Lors de la deuxième réunion du Forum des centres de recherche, d’innovation et de développement des pays membres de l’Organisation des producteurs de pétrole africains (APPO), organisée mardi à Alger, le ministre d’État, ministre de l’Énergie, des Mines et des Énergies renouvelables, Mohamed Arkab, a réaffirmé l’engagement constant de l’Algérie à appuyer ses partenaires africains dans les domaines des hydrocarbures et de l’industrie pétrolière et gazière. Il a notamment souligné que le pays met à disposition son expérience de plus de six décennies, notamment à travers des institutions spécialisées telles que l’Institut algérien du pétrole (IAP).
Par Dahmane Abdderrahmane
Le ministre a mis en avant la volonté de l’Algérie de renforcer les échanges et les partenariats avec les autres nations du continent, dans une approche solidaire, orientée vers un développement commun et durable. Cette dynamique, selon lui, s’inscrit dans une stratégie de coopération proactive visant à consolider les liens entre les peuples africains.
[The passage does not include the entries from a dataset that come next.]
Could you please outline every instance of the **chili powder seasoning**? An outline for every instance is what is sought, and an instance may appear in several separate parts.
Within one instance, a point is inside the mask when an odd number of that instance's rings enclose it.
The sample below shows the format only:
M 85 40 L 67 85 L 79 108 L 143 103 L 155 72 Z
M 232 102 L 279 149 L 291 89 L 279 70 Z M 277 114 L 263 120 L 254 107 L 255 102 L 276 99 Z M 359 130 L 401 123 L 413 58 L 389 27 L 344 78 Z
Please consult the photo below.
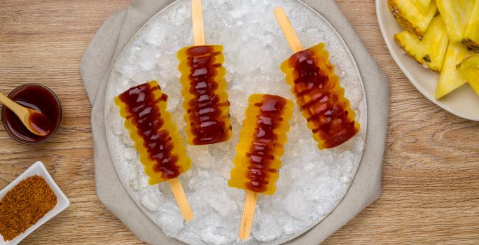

M. Arkab a insisté sur l’importance du partage des savoir-faire entre les membres de l’APPO, estimant que c’est là un levier essentiel pour impulser une véritable renaissance industrielle du continent dans le secteur énergétique. Il a exprimé l’espoir que ce forum devienne un catalyseur pour le lancement de programmes conjoints de recherche et développement, susceptibles de bénéficier du soutien de la Banque africaine de l’énergie, nouvel instrument de financement innovant.
Dans la même optique, il a rappelé que Sonatrach, en tant qu’acteur national majeur du secteur, place l’innovation et la recherche au cœur de sa stratégie. Cette orientation s’est traduite, au cours des trois dernières années, par l’enregistrement de près de 30 brevets d’invention, contre un seul en 2020, ainsi que par le lancement d’une quarantaine de projets de recherche, dont 70 % en partenariat avec des institutions nationales et internationales. La compagnie a également signé des conventions-cadres avec sept universités algériennes, en vue de créer des laboratoires mixtes.
Le Secrétaire général de l’APPO, Dr Omar Farouk Ibrahim, a salué de son côté le rôle moteur de l’Algérie dans la création de l’organisation en 1987. Il a rappelé que des efforts considérables avaient été déployés à l’époque par les dirigeants algériens pour convaincre les autres pays de la nécessité d’un cadre continental de coopération dans le domaine énergétique. Il a également insisté sur l’importance de trouver des solutions scientifiques durables aux défis croissants que rencontre le secteur des hydrocarbures en Afrique, notamment en matière de financement et de technologies, en appelant à l’émergence de pôles régionaux d’excellence.
Le PDG de Sonatrach, Rachid Hachichi, a pour sa part soulignée que ce forum marque une étape significative dans la construction d’un engagement commun en faveur d’une gestion responsable et novatrice des ressources énergétiques du continent. Il a plaidé pour un passage de la simple utilisation des technologies existantes au développement de solutions technologiques propres aux États membres.
M. Hachichi a également souligné l’importance de lancer des programmes de recherche ambitieux d’intérêt partagé, de favoriser l’émergence de pôles d’excellence, et de développer les compétences locales, tout en intégrant les dimensions environnementales et énergétiques aux politiques de développement.
Le directeur central Recherche et Développement de Sonatrach, Mustapha Benamara, qui a été désigné nouveau président du Forum à la suite du transfert de présidence par la société angolaise Sonangol, a souligné que l’Afrique regorge de ressources en hydrocarbures encore sous-exploitées. Il a estimé que la recherche et l’innovation représentent des leviers fondamentaux pour une exploitation optimale de ces richesses. Il a également insisté sur la nécessité de renforcer les capacités locales, d’intensifier les coopérations et de promouvoir les investissements dans les nouvelles technologies.
Vladimir Gabriel Machado, directeur exécutif Recherche et Développement chez Sonangol et président sortant du forum, a de son côté mis en avant l’intérêt de la numérisation pour faire face aux défis actuels de l’industrie énergétique africaine. Il a également affirmé que la création du forum avait permis aux pays membres de discuter collectivement des enjeux majeurs du secteur, tout en consolidant les bases d’une coopération durable en matière de recherche et de développement.
L’Organisation des producteurs de pétrole africains (APPO), fondée en 1987, regroupe actuellement 15 États membres : l’Algérie, l’Angola, le Bénin, le Cameroun, le Congo, la Côte d’Ivoire, le Gabon, le Niger, le Nigeria, le Tchad, la République démocratique du Congo, l’Égypte, la Guinée équatoriale, la Libye et l’Afrique du Sud. Deux pays observateurs participent également aux travaux : le Sénégal et le Ghana.